Brazil’s unemployment rate grew from 12.4 to 13.1 percent, affecting 12.3 million people in July. In the month, another 438 thousand people went jobless, compared to June. Thus, the employed population dropped to 81.5 million workers, as per the Monthly National Household Sample Survey (PNAD COVID-19), published today (Aug. 20) by the government’s statistics agency IBGE.
Of the 9.7 million people laid off work, 6.8 million stated the reason was the social distancing brought about by the COVID-19 pandemic, down 42.6 percent from the number of people off work in June.
Research coordinator Maria Lúcia Vieira believes the change may represent a return to work or dismissals. “This corresponds to less than half of the people off work in May, when the survey started. They may have returned to work or may have been fired,” she pointed out.
The study also found that, of those not laid off from work, 8.4 million (11.7%) were working remotely.
The survey released today shows that the percentage of employed people among the population at working age went from 49 in June to 47.9 percent in July. Of the 81.5 million people employed in July, 9.7 million were laid off from work. Of these, 6.8 million named social distancing as the reason for the layoff. Compared to June, the two groups sank 34 and 42.6 percent, respectively.

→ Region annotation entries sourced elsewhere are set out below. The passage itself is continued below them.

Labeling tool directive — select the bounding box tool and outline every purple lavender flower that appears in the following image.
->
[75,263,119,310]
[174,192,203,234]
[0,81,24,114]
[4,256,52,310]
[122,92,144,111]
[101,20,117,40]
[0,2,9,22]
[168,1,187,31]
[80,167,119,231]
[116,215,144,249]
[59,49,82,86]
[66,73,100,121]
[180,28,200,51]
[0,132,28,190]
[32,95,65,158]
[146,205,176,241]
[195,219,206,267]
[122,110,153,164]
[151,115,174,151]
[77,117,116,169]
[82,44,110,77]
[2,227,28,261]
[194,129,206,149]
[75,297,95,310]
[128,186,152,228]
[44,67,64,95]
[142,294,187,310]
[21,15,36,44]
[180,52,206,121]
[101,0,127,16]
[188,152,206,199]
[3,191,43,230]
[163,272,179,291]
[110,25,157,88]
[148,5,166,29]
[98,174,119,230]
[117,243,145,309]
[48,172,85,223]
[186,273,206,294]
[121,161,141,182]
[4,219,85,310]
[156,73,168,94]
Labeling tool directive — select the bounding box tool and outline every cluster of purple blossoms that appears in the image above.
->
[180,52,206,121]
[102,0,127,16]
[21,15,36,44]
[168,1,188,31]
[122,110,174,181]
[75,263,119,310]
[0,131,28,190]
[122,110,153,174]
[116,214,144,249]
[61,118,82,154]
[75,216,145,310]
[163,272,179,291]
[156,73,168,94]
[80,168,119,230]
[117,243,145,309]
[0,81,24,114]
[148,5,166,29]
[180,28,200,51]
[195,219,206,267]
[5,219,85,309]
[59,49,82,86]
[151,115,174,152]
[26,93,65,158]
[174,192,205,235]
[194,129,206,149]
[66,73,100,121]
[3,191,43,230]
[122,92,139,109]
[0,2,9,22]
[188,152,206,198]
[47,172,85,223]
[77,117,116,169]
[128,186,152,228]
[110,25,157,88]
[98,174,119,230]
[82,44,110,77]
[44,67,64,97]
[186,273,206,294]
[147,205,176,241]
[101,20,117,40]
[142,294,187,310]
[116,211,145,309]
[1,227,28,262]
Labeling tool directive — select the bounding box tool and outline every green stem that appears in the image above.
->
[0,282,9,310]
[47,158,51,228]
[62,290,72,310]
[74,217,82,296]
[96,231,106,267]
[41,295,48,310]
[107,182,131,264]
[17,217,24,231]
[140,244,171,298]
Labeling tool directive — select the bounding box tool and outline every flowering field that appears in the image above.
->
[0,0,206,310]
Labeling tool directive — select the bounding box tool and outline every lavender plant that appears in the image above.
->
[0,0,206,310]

Of the total of people employed, the proportion of people laid off because of the pandemic shrank from 14.2 to 8.3 percent. Most of the 27 Brazilian states saw a reduction in this indicator, except for Amapá, Rio Grande do Sul, and Rondônia.
Of the employed population, some 3.2 million had no remuneration, which accounts for 32.4 percent of the people laid off from work. In June, nearly half of layoffs (48.4%) had no remuneration.
Unemployment, IBGE explains, covers people at working age (older than 14) who are not working but are available and attempting to find work. Thus, for a person to be considered unemployed, not having a job is not enough.
Last month, the population out of the work force was estimated at 76.5 million people, up 2.1 percent against June. Of the total, 28.2 million, or 36.9 percent, would like to work, but did not seek employment; and 19 million, 24.8 percent, said the pandemic or the lack of a job nearby prevented the search, despite their willingness to work.